En assurant Reynold ou Dardel de son amitié, en exprimant publiquement l'affection qu'il porte à certains membres de la très décriée Union nationale, en montrant l'attachement qu'il a pour un Léon Nicole ou un Paul Golay, ‘"homme de grand coeur et d'active bonté2180"’, Leyvraz fait encore preuve d'un indéniable courage et d'une certaine liberté, dans cette époque prompte à étiqueter et condamner tous ceux qui ne suivent pas seulement les vainqueurs du moment. De plus en plus souvent, il rend hommage au socialisme qu'il invite maintenant à ‘"se repenser (...) en fonction des valeurs chrétiennes qui sont en harmonie avec ses meilleures aspirations (...)2181"’. Il n'éprouve aucune honte, dans son journal catholique, à rappeler qu'il a connu personnellement ‘"des chefs socialistes authentiques. J'ai dit ce que je pensais de mon ami Charles Rosselet, mort il y a deux ans. Il était le disciple de Charles Naine, que j'ai intimement fréquenté. Ces hommes étaient incontestablement des humanistes et, à bien des titres, des chrétiens qui s'ignoraient2182"’. En outre, Leyvraz qui s'était ouvertement éloigné de Jules Humbert-Droz lorsque celui-ci avait quitté le socialisme démocratique pour s'engager dans le marxisme et devenir alors secrétaire du Komintern pour les pays latins, verra d'un oeil bienveillant le retour de l'ancien pasteur au parti socialiste suisse dont il est nommé secrétaire central. Comment le journaliste catholique ne pourrait-il pas se réjouir de ce qu'Humbert-Droz, rebuté et révolté par le totalitarisme stalinien (et interrompu, lors d'une séance du Praesidium, par ces mots de Staline : "Que le diable t'emporte2183"), ait décidé de tourner le dos au communisme ? Dès lors, Leyvraz corrigera le regard négatif qu'il avait porté jusque-là, dans plusieurs éditos, sur son ancien condisciple :

‘"Je connais Humbert-Droz, et je suis convaincu de sa parfaite sincérité à travers toutes ces démarches.
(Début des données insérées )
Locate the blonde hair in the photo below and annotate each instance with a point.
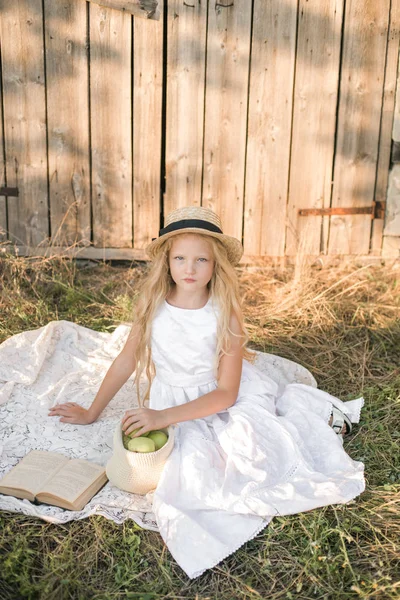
(224, 289)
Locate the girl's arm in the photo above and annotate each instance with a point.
(118, 373)
(229, 375)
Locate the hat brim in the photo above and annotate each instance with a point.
(233, 246)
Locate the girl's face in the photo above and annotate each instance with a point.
(191, 262)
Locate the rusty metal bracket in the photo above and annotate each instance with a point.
(376, 210)
(7, 191)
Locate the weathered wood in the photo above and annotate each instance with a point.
(269, 126)
(91, 253)
(361, 89)
(139, 8)
(392, 221)
(228, 45)
(147, 133)
(25, 119)
(389, 96)
(185, 103)
(111, 126)
(67, 120)
(3, 199)
(313, 138)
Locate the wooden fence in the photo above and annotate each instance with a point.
(258, 109)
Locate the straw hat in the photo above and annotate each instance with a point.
(196, 219)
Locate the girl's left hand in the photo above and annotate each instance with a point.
(146, 419)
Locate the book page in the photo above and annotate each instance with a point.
(34, 470)
(72, 480)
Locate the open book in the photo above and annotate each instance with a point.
(53, 478)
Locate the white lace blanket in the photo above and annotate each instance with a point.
(64, 362)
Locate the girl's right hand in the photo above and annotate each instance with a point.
(71, 412)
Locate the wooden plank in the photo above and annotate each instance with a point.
(185, 103)
(67, 97)
(25, 119)
(387, 123)
(228, 49)
(314, 115)
(111, 126)
(147, 117)
(392, 217)
(361, 90)
(129, 254)
(3, 181)
(139, 8)
(269, 126)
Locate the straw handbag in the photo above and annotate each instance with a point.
(137, 472)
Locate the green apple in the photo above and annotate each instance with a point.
(159, 438)
(132, 433)
(125, 440)
(141, 444)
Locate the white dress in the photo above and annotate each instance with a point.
(271, 453)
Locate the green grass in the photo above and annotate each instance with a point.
(349, 338)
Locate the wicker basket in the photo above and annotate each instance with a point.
(137, 472)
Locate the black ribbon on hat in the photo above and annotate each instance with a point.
(185, 223)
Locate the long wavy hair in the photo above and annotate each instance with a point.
(156, 286)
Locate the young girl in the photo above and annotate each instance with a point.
(246, 448)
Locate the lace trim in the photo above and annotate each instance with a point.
(235, 549)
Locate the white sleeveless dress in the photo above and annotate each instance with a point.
(271, 453)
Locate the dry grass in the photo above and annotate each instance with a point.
(342, 322)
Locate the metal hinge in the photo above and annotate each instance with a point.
(6, 191)
(376, 210)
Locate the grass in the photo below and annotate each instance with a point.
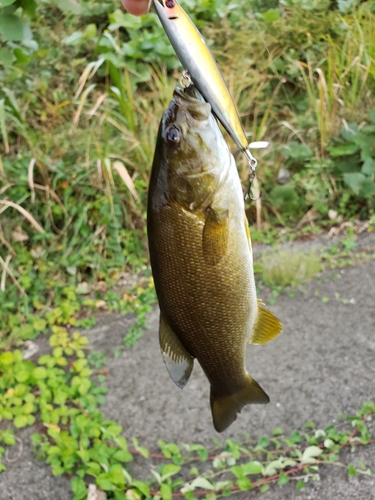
(79, 128)
(281, 268)
(80, 105)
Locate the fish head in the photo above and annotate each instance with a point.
(193, 148)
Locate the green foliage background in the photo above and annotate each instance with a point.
(83, 86)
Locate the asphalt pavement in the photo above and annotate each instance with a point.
(321, 366)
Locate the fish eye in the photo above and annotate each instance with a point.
(173, 135)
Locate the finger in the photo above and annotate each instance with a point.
(136, 7)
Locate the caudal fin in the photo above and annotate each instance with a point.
(225, 408)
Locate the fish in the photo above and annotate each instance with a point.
(197, 58)
(201, 258)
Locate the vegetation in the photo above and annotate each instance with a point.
(63, 392)
(82, 88)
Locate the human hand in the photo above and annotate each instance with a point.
(136, 7)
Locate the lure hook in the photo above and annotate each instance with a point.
(252, 164)
(185, 80)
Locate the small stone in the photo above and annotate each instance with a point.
(332, 214)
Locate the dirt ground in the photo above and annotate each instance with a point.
(321, 366)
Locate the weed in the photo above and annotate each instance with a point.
(289, 268)
(59, 393)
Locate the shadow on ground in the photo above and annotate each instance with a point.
(321, 366)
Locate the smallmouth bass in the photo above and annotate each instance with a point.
(201, 258)
(196, 57)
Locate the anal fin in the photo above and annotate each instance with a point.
(177, 360)
(267, 326)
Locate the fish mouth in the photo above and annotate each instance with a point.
(192, 102)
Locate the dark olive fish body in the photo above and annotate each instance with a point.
(201, 259)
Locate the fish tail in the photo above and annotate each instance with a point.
(225, 408)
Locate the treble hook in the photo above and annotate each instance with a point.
(185, 80)
(252, 164)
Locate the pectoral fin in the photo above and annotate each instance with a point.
(177, 360)
(267, 326)
(215, 236)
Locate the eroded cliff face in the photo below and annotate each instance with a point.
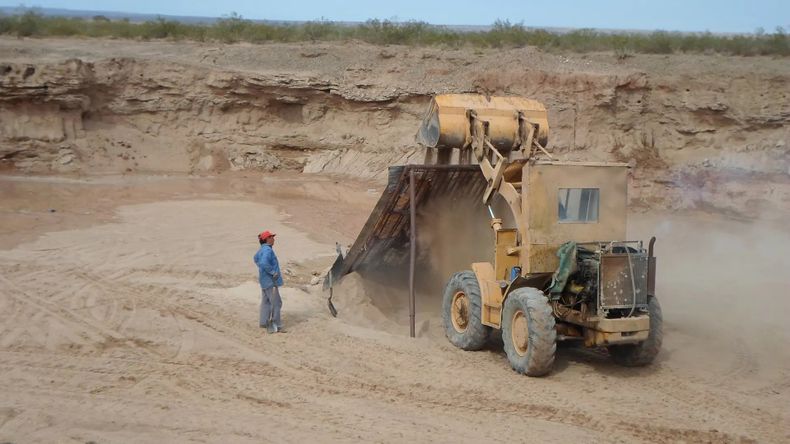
(700, 132)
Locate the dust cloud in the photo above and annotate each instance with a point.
(723, 288)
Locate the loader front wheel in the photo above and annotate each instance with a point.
(528, 332)
(461, 310)
(637, 355)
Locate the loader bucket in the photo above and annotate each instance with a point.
(446, 125)
(384, 240)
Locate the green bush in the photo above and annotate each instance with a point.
(503, 34)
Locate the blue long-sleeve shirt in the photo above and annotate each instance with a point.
(268, 267)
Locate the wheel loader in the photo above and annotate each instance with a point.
(563, 269)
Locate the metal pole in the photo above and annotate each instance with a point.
(413, 246)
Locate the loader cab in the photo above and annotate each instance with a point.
(570, 201)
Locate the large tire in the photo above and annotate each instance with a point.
(528, 332)
(643, 353)
(461, 311)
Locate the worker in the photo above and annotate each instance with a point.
(270, 279)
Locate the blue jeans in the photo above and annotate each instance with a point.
(270, 307)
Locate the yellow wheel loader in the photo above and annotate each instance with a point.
(564, 268)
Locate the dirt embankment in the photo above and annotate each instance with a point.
(706, 132)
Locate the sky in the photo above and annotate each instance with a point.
(740, 16)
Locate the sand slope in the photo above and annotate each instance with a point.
(144, 328)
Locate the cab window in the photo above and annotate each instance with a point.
(578, 205)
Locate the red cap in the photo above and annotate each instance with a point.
(265, 235)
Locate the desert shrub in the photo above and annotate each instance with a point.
(502, 34)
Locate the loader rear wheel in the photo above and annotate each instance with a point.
(461, 310)
(528, 332)
(637, 355)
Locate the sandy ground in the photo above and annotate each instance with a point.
(130, 315)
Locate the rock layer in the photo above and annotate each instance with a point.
(706, 132)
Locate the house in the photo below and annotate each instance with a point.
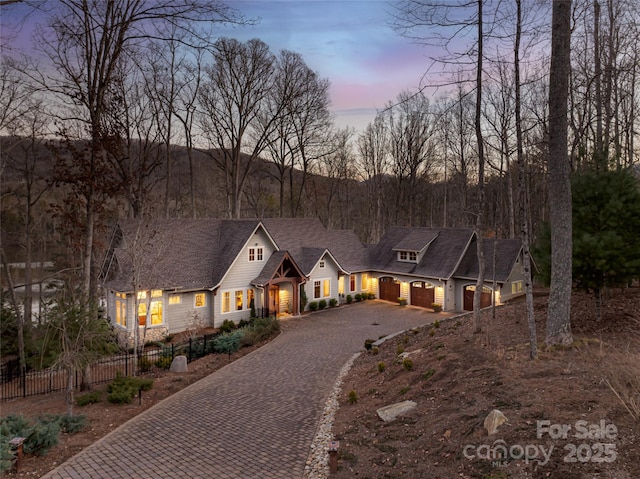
(171, 275)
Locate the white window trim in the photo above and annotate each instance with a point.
(194, 300)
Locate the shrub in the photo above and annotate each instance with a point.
(144, 364)
(228, 343)
(227, 326)
(124, 388)
(428, 374)
(89, 398)
(163, 362)
(259, 330)
(70, 424)
(40, 437)
(407, 364)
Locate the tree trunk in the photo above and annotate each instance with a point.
(523, 197)
(559, 309)
(479, 219)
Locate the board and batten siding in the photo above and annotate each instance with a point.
(328, 272)
(239, 277)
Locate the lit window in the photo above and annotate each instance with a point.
(199, 300)
(255, 254)
(142, 314)
(239, 297)
(250, 300)
(121, 309)
(226, 302)
(156, 313)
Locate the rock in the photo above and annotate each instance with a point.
(392, 411)
(179, 364)
(493, 421)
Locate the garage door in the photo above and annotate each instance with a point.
(422, 294)
(389, 289)
(485, 298)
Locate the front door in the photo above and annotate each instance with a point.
(274, 303)
(485, 298)
(389, 289)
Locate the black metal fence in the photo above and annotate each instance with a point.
(15, 383)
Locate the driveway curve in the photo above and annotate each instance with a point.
(256, 417)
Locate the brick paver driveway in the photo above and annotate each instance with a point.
(256, 417)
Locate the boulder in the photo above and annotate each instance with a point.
(179, 364)
(493, 421)
(392, 411)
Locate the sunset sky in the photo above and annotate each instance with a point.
(349, 42)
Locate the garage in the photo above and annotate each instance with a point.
(422, 294)
(485, 297)
(389, 288)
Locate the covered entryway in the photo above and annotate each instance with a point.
(389, 288)
(422, 294)
(485, 298)
(281, 279)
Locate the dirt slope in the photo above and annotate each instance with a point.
(564, 419)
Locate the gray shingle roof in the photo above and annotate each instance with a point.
(446, 248)
(507, 252)
(306, 239)
(416, 240)
(177, 253)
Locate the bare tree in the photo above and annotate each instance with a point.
(233, 99)
(410, 127)
(373, 148)
(85, 42)
(559, 309)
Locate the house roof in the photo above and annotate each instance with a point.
(307, 240)
(271, 268)
(507, 252)
(446, 249)
(416, 240)
(177, 253)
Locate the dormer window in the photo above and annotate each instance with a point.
(408, 256)
(255, 253)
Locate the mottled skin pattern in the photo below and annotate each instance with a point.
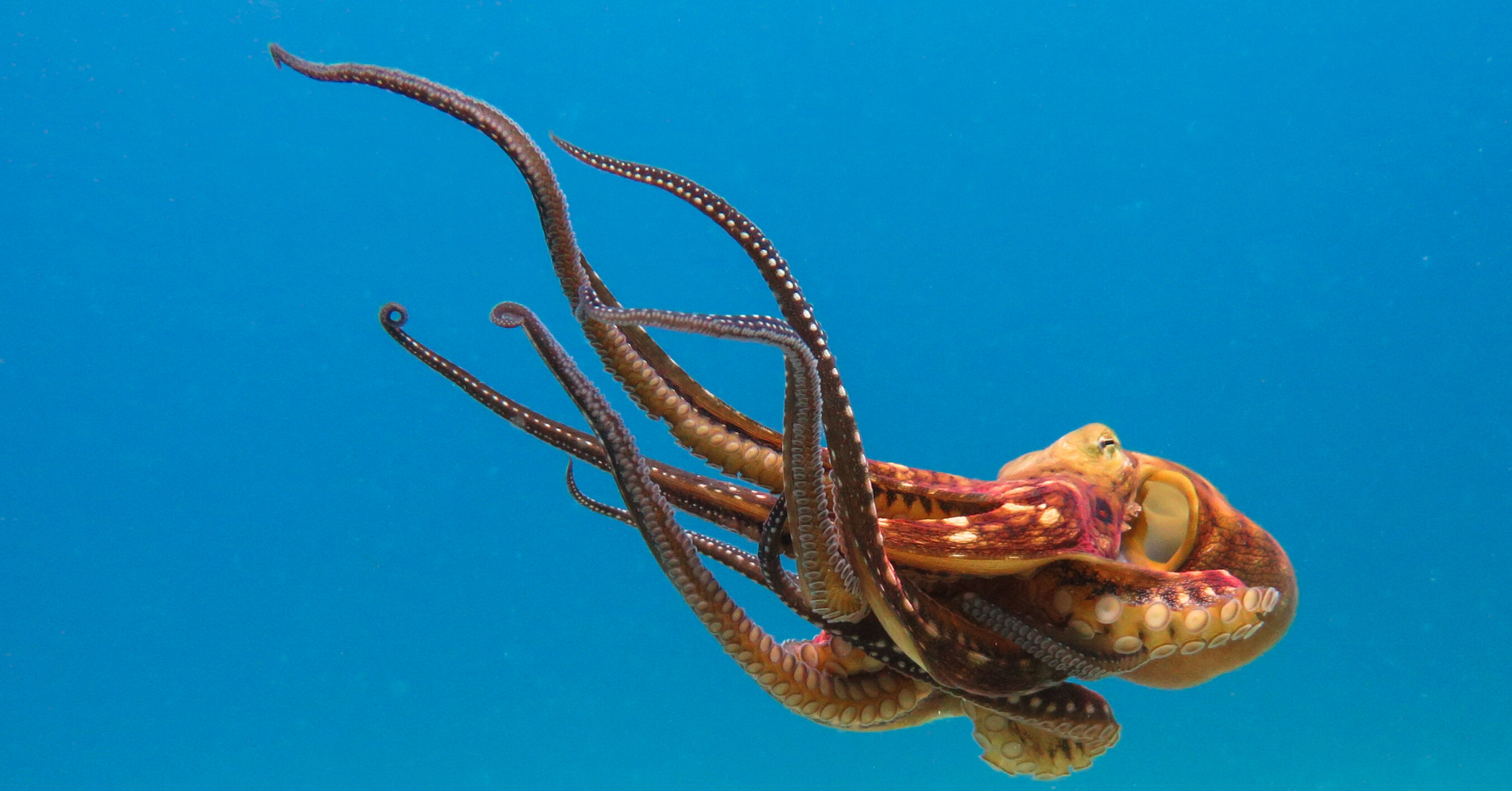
(936, 595)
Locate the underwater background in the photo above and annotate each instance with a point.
(247, 542)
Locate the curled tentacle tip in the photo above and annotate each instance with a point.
(508, 315)
(394, 315)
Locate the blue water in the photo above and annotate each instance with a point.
(247, 542)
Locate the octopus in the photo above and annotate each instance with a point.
(935, 595)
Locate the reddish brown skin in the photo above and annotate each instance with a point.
(924, 515)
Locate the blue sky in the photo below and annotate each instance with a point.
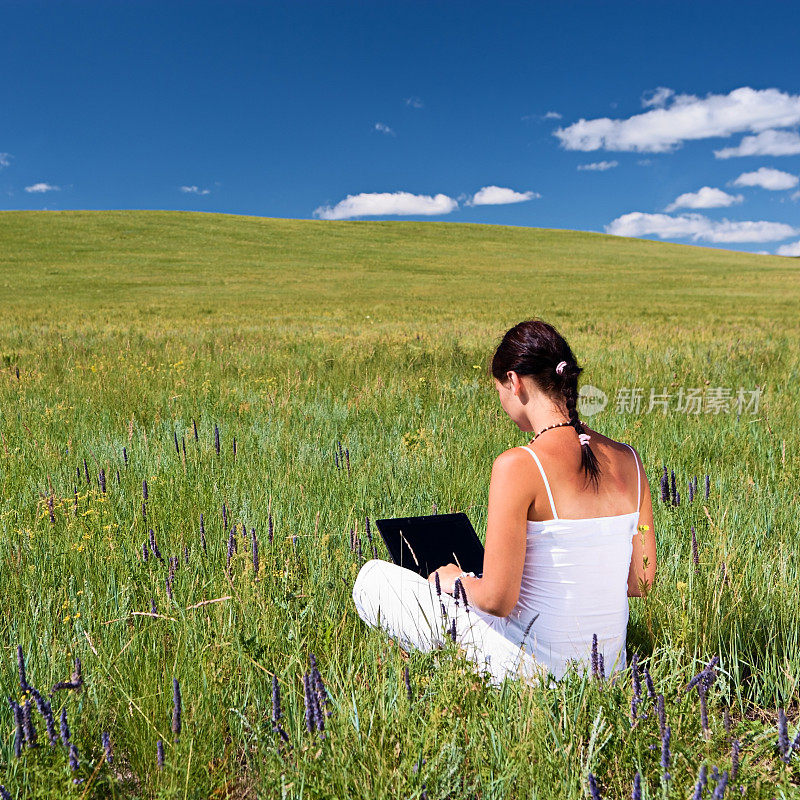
(464, 112)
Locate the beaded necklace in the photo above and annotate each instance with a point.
(557, 425)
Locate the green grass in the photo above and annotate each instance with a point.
(292, 336)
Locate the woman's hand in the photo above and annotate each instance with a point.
(447, 577)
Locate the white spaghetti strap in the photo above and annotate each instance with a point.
(544, 478)
(638, 478)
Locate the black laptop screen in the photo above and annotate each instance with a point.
(423, 544)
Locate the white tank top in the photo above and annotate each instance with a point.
(574, 585)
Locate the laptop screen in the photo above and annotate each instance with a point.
(423, 544)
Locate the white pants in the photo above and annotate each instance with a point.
(406, 606)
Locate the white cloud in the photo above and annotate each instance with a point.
(698, 227)
(369, 204)
(600, 166)
(766, 143)
(658, 97)
(687, 117)
(792, 249)
(705, 198)
(41, 188)
(773, 179)
(498, 196)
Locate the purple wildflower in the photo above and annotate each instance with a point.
(177, 707)
(154, 545)
(231, 547)
(666, 757)
(308, 697)
(636, 683)
(722, 784)
(662, 714)
(105, 738)
(702, 780)
(65, 734)
(73, 757)
(701, 690)
(407, 681)
(783, 737)
(651, 689)
(254, 543)
(23, 678)
(19, 734)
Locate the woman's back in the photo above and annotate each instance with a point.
(577, 557)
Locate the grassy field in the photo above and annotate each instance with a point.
(121, 331)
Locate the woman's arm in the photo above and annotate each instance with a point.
(642, 571)
(497, 591)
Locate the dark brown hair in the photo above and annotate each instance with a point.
(535, 348)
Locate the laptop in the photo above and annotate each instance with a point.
(423, 544)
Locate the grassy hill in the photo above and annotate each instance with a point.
(231, 363)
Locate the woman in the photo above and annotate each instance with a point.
(569, 537)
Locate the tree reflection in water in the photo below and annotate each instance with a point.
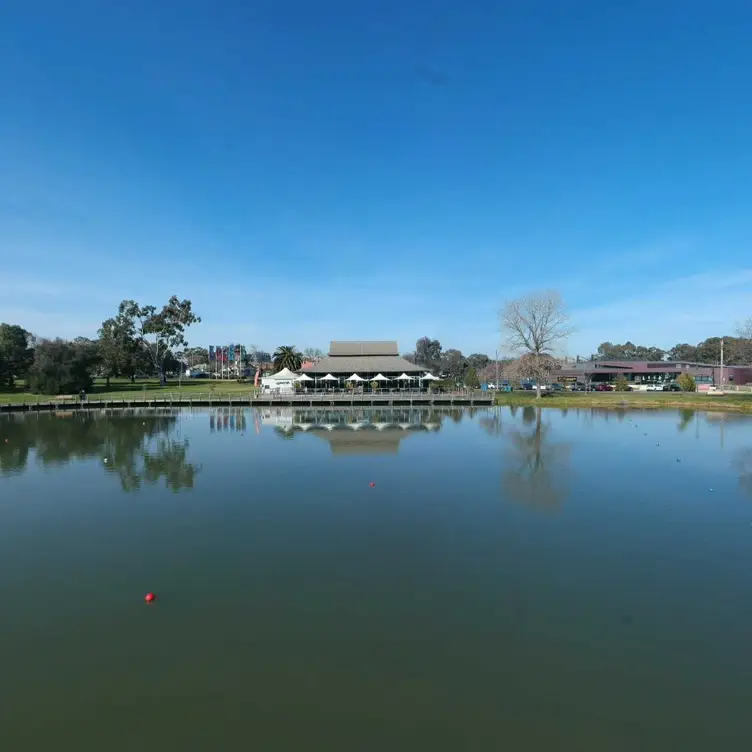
(138, 446)
(743, 466)
(534, 475)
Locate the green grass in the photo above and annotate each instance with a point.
(122, 389)
(736, 402)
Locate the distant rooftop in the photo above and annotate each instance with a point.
(346, 349)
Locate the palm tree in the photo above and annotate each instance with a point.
(286, 356)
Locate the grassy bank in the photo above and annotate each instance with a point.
(731, 402)
(142, 389)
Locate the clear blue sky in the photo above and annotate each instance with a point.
(307, 171)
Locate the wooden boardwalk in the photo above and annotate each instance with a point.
(412, 399)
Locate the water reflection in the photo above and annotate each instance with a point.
(361, 430)
(743, 466)
(138, 446)
(536, 467)
(231, 419)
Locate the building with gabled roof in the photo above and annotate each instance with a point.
(367, 359)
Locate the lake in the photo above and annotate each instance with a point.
(514, 579)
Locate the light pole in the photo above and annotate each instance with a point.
(721, 362)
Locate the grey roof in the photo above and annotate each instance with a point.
(349, 349)
(364, 364)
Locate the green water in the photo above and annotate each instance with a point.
(513, 580)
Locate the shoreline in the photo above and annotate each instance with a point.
(730, 403)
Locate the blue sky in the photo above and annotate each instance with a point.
(307, 171)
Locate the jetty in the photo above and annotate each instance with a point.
(311, 399)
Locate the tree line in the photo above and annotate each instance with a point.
(736, 351)
(139, 339)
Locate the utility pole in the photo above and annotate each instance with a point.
(721, 362)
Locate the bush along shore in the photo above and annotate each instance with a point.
(730, 401)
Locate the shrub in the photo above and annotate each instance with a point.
(471, 379)
(687, 382)
(621, 384)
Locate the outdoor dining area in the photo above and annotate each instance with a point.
(364, 383)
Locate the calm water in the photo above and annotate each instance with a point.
(514, 580)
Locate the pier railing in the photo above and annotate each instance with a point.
(239, 399)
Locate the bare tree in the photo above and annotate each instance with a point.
(535, 327)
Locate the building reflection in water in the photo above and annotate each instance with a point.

Il s'est courageusement engagé, il a beaucoup risqué, il n'a jamais été guidé par l'intérêt personnel, et maintenant encore ce n'est manifestement pas l'ambition politique qui le guide. Tout le monde ne peut pas en dire autant. Il est facile de souligner les contradictions d'un homme dans une époque aussi tourmentée. Que celui qui n'a jamais subi les vertiges du temps lui jette la première pierre ...2184. Je ne suis pas cet homme-là2185."’
Notes
2173.

"Mythes et réalités soviétiques". Courrier de Genève, 9 février 1947.

2174.

Journaliste neuchâtelois, Lucien de Dardel avait milité avec Leyvraz dans les Jeunesses socialistes, en 1919. Rédacteur en chef de deux hebdomadaires, Curieux (1938-1944), Servir (1944-1948), il terminera sa vie au journal La Sentinelle, et mourra en janvier 1964.

2175.

En juin 1948, Leyvraz avait entrepris une campagne de presse pour faire interdire par le Procureur de la Confédération la diffusion de cette oeuvre de Miller qu'il jugeait immorale.

2176.

"Le jeu des "traîtres" et le massacre des élites". Le Courrier, 19 mai 1949.

2177.

Lettre de Gonzague de REYNOLD à René Leyvraz, 25 mai 1949; Bibliothèque Nationale, Berne, fonds Gonzague de Reynold.

2178.

Lettre de René LEYVRAZ à Gonzague de Reynold, 28 mai 1949; Bibliothèque nationale, Berne, fonds Gonzague de Reynold.

2179.

Lettre de Gonzague de REYNOLD à René Leyvraz, 15 juin 1949; Bibliothèque nationale, Berne, fonds Gonzague de Reynold.

2180.

" "Ce monstre d'inquiétude" ...". Le Courrier, 15 novembre 1949.

2181.

"Crise du socialisme ?". Le Courrier, 5 avril 1949.

2182.

" "Hitler avait raison" ...". Le Courrier, 12 mars 1949.

2183.

STALINE cité par Leyvaz, in "Une polémique révélatrice". Le Courrier, 8 juillet 1954.

2184.

Allusion à la scène du Christ devant la femme adultère; Jn 8,1-11.

2185.

"Paix sur la terre". Le Courrier, 26 décembre 1952.